Debra Baxter, Hold On (detail), petrified wood, cast glass, citrine
ARE YOU PLANNING ANOTHER DAILY PROJECT ANYTIME SOON?
I was thinking I might dance every day and put it on Instagram. It might be good for me to dance everyday. I already have an instagram account called @illdancetoanything because I really will dance to anything. But I have only put one thing up.
Speaking of upcoming projects, you’re working with Dawn Cerny on putting together a show at form & concept, which will feature sculptors who are connected to Bard College. How’s that going?
I’m feeling really excited to reconnect with these awesome, powerful, super smart women artists that work in really unusual, interesting ways. I feel like a lot of them are very intellectual.
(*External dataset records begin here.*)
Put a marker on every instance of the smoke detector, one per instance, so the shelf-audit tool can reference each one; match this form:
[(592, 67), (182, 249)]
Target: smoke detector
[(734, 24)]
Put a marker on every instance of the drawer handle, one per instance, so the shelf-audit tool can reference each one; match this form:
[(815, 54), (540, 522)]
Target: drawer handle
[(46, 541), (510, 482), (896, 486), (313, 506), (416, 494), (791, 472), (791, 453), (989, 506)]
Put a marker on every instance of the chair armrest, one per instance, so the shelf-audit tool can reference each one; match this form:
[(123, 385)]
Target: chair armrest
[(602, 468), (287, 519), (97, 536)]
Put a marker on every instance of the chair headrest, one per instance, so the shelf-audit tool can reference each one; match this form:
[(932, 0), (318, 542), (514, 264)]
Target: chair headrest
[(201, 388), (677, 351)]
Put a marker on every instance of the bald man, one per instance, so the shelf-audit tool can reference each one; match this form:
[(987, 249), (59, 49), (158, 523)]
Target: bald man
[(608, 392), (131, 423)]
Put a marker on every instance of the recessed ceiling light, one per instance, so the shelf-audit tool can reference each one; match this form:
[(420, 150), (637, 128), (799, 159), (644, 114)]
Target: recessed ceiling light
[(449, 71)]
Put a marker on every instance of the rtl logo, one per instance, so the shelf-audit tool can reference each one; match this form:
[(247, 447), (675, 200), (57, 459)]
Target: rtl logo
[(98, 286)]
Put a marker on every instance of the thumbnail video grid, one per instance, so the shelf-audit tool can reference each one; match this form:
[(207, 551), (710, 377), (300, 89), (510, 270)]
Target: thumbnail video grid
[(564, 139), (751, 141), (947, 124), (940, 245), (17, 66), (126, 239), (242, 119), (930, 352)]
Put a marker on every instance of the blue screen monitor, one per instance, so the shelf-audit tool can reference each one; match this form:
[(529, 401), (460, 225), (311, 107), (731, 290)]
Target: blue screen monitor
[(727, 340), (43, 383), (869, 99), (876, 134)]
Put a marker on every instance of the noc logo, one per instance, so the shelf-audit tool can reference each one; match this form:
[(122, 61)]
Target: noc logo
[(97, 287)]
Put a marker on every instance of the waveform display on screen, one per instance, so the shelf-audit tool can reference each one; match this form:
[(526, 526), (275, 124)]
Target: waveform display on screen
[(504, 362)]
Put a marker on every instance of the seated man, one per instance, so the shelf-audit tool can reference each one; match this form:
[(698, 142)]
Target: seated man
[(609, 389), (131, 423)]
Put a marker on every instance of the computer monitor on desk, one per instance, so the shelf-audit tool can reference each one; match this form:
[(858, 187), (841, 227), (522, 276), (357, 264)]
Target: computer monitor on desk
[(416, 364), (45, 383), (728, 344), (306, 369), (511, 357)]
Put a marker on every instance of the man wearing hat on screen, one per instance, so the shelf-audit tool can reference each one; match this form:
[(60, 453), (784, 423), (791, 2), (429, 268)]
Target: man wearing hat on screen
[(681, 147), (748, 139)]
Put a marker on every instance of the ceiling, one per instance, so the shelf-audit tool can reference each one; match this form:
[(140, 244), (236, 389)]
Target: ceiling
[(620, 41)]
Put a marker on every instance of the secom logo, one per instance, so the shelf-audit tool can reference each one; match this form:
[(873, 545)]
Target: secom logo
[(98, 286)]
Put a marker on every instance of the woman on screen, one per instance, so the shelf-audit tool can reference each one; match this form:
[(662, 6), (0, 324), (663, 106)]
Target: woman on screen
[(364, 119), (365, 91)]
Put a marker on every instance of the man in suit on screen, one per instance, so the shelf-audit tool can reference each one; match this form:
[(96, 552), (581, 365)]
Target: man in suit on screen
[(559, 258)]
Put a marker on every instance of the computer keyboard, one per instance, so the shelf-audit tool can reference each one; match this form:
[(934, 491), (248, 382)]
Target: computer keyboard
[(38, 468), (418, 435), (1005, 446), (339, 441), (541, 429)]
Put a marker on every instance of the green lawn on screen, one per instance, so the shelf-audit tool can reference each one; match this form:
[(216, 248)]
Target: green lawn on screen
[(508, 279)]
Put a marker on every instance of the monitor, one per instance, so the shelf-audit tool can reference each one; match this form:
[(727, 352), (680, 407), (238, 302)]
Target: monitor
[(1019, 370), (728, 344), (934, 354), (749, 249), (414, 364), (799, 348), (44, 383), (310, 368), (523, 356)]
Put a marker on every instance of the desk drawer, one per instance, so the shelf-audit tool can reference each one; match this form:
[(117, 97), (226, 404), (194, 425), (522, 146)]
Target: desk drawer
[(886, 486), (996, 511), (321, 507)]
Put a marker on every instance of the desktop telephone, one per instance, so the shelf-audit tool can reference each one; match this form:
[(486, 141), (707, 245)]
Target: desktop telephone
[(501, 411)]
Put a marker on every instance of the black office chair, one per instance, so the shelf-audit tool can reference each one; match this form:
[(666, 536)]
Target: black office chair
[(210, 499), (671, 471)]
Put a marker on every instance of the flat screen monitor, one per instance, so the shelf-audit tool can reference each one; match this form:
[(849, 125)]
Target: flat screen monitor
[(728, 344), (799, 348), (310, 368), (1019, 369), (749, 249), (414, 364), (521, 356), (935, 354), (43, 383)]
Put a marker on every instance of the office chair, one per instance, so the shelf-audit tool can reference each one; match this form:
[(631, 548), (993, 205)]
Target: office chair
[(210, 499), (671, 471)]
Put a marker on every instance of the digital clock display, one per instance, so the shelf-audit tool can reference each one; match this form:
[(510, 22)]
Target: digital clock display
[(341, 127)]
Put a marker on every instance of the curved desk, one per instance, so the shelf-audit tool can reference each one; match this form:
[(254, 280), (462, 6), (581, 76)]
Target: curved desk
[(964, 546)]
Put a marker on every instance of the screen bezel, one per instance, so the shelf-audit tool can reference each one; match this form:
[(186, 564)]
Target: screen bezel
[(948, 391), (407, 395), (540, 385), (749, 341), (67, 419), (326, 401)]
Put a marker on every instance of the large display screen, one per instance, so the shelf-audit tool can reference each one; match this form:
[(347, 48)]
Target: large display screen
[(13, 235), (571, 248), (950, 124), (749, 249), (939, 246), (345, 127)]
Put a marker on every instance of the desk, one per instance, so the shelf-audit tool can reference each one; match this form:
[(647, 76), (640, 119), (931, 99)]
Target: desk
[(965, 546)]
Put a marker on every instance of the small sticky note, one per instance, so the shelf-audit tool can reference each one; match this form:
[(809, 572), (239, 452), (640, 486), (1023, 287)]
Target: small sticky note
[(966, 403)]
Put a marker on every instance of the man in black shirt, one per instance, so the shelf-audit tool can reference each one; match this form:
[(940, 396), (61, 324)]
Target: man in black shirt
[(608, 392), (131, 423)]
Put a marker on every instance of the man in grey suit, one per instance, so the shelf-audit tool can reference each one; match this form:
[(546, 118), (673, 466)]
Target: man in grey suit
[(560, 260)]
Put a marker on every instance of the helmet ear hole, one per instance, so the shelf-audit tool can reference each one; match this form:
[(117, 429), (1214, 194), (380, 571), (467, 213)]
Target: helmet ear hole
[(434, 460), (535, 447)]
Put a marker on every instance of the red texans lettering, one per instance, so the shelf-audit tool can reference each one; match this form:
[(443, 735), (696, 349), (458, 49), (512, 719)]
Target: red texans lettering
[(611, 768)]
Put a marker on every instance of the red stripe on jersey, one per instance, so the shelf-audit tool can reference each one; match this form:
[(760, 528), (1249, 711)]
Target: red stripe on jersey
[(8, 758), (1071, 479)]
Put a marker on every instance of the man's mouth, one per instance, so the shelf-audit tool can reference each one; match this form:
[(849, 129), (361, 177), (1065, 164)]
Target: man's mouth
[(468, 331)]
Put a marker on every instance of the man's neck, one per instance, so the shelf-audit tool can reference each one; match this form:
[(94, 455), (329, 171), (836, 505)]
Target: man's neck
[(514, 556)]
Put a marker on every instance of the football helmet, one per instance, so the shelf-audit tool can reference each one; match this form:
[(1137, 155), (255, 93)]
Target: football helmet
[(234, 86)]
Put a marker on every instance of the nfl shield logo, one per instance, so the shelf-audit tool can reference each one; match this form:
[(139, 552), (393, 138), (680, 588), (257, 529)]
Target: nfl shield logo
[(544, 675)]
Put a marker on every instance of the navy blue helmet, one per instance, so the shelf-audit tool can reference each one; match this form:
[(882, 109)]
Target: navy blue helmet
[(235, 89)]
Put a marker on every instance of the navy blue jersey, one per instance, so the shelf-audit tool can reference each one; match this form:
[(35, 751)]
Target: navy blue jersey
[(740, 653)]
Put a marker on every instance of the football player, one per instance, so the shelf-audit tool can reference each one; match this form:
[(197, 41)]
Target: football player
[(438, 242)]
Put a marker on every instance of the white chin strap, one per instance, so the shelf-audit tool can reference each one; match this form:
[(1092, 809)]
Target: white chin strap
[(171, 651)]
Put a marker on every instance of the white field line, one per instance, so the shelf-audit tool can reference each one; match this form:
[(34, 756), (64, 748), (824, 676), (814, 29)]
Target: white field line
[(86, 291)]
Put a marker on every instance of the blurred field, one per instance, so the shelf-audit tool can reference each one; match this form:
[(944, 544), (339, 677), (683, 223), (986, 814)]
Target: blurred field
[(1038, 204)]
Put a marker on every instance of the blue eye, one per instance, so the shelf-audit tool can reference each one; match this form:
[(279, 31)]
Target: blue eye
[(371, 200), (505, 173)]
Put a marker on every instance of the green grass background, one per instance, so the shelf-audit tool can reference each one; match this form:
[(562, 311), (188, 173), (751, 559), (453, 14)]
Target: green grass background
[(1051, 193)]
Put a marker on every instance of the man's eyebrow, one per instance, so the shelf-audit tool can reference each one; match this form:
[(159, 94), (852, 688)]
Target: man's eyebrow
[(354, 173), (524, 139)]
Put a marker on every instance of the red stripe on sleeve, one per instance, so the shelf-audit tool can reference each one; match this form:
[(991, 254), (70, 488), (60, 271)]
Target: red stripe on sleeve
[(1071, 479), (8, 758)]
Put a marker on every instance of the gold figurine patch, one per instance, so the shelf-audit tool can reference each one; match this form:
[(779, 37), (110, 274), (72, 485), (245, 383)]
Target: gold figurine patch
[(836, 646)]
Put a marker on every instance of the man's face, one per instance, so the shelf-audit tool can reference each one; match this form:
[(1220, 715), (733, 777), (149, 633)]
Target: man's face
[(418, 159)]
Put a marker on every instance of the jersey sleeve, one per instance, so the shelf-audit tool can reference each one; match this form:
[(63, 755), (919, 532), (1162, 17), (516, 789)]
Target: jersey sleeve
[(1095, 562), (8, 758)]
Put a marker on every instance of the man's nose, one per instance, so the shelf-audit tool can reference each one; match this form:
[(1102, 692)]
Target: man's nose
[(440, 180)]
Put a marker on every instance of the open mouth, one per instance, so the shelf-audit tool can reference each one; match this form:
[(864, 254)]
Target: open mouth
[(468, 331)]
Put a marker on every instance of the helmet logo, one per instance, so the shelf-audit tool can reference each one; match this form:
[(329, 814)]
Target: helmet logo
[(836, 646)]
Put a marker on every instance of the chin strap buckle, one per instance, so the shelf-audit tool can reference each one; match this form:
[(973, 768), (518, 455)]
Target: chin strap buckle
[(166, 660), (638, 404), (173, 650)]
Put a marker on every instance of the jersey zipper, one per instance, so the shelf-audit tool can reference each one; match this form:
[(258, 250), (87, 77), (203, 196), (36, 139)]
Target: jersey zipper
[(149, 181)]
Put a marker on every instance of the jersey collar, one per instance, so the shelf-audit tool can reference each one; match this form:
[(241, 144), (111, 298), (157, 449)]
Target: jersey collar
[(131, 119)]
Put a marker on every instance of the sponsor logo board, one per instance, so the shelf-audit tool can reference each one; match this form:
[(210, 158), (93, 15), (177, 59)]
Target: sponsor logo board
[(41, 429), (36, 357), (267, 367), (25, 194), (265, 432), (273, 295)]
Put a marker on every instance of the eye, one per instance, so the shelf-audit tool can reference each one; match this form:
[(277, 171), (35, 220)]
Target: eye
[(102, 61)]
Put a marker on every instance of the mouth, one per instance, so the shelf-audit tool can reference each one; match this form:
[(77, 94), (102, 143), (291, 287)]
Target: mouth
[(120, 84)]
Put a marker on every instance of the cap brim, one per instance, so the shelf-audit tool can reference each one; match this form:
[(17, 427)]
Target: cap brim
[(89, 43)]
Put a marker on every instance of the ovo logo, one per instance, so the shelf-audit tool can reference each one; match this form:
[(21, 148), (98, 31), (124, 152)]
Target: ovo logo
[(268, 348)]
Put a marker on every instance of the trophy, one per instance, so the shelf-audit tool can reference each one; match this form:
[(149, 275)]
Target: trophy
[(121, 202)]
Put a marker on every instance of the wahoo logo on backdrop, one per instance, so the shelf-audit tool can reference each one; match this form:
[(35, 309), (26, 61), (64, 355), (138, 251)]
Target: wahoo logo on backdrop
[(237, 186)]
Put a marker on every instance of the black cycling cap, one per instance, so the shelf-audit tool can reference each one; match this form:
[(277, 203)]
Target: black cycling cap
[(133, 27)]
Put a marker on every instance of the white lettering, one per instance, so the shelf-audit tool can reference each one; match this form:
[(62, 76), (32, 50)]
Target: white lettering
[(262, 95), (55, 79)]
They’re the perfect combination of intellectual and intuitive.
For that show, I’m making at least one larger piece that’s almost as tall as me, combining steel and wood and a piano leg from the early 1900’s. It’s fun to make stuff that’s just weird and you don’t totally understand what’s going on, and to push yourself into risk-taking. I don’t want to be bound by making really pretty, realistic things. It’s always important to experiment.
That’s why 30 days was fun, the experimentation. It’s amazing that I came up with anything. I get worried about making enough work for a show within a certain period of time. Now I realized I can make 10 good sculptures in 30 days when I have discipline. But then I have to make sure they actually attach solidly. I wish I had an assistant to ask, “Will you attach the glass to the bone?”